Jonathan Cooper is Lead Animator. He's been doing animation for more than a decade. Originally from Scotland, he holds a Bachelor's in Design in Animation, but says that "no qualifications are really needed" to break into the industry—"just a really good demo reel."
8:00 AM-10:00 AM: Flextime. Arrive at the studio. Check email, grab coffee, and catch up with team.
10:00 AM: Day starts. Monday typically begins with a Leads Meeting—30 minute sit-down with leads from all disciplines (art, animation, programming, design & audio) and the Project Director to catch up with planned tasks and goals for the week. This keeps all informed with issues that may affect other departments.
10:30 AM-11:00 AM: Multiple 5-minute (SCRUM) meetings to discuss scheduled tasks with other teams, be it specific level-design teams, animation programmers, AI (Artificial Intelligence) programmers, character modeling etc.—whatever shares the most dependencies with animation at each stage of the project.
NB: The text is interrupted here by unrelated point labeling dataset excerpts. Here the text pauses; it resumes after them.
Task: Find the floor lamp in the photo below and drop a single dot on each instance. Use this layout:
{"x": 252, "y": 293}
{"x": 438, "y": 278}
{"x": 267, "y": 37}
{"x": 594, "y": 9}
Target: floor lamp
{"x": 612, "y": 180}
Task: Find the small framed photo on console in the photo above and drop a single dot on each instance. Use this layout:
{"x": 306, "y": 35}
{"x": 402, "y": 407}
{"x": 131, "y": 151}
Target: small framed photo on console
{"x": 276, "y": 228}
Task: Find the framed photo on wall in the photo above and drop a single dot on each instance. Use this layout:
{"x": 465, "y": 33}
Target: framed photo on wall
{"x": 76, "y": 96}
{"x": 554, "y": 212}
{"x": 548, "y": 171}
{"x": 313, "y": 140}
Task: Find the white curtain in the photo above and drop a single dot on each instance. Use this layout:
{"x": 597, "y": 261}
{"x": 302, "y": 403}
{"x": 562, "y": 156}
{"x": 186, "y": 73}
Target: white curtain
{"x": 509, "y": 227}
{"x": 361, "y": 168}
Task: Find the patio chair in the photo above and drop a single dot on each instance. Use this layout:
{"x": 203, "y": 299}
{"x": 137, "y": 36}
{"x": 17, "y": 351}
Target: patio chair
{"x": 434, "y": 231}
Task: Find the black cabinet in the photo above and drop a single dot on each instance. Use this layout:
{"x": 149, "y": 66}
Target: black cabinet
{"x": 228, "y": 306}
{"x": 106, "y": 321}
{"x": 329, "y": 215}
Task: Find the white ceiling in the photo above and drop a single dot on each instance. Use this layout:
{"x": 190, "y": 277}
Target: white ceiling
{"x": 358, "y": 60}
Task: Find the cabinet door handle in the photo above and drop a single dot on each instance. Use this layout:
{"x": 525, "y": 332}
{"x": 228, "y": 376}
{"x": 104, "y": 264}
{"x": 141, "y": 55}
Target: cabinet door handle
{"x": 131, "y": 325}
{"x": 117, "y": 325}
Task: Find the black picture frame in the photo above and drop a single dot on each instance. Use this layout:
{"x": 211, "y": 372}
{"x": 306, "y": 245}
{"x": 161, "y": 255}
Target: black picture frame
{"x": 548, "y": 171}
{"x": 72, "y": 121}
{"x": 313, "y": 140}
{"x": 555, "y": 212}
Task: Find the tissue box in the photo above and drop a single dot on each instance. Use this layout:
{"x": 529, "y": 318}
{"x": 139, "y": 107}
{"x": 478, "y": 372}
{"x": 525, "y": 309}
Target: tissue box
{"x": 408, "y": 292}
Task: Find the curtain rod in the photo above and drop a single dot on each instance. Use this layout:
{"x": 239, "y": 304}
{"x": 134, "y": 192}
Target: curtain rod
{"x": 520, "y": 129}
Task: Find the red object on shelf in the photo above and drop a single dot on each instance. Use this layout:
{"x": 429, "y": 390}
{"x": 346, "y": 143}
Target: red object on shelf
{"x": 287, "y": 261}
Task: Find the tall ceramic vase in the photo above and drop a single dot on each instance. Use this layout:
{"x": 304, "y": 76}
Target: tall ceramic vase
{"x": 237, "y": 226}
11:00 AM: Short stand-up meeting with animation team (no sitting, so it goes fast). Each member goes over tasks for the day and what was achieved yesterday.
11:05 AM: Open up 3D art packages and game engine. Either continue animations from previous day, or implement assets already created into the game engine to test, essentially playing the game to see how animations look. Fix animation-related bugs sent from the QA (Quality Assurance) testers.
11.30 AM: Become frustrated with areas of the game where designers are using or placing animations/characters incorrectly. Take Notes.
12:00 PM: Go out for lunch. Talk excitedly about latest games, movies, and other geek indulgences with friends and colleagues.
1:00 PM: Walk around the team area, overseeing various in-progress animations or cinematic cutscenes, advising on visuals and their relevance to the greater game and story. Maintain consistency of style and quality with the rest of the project.
1:35 PM: Field crazy requests from designers making ludicrous requests for their own pet-projects within the game. Agree to less than 1% of them.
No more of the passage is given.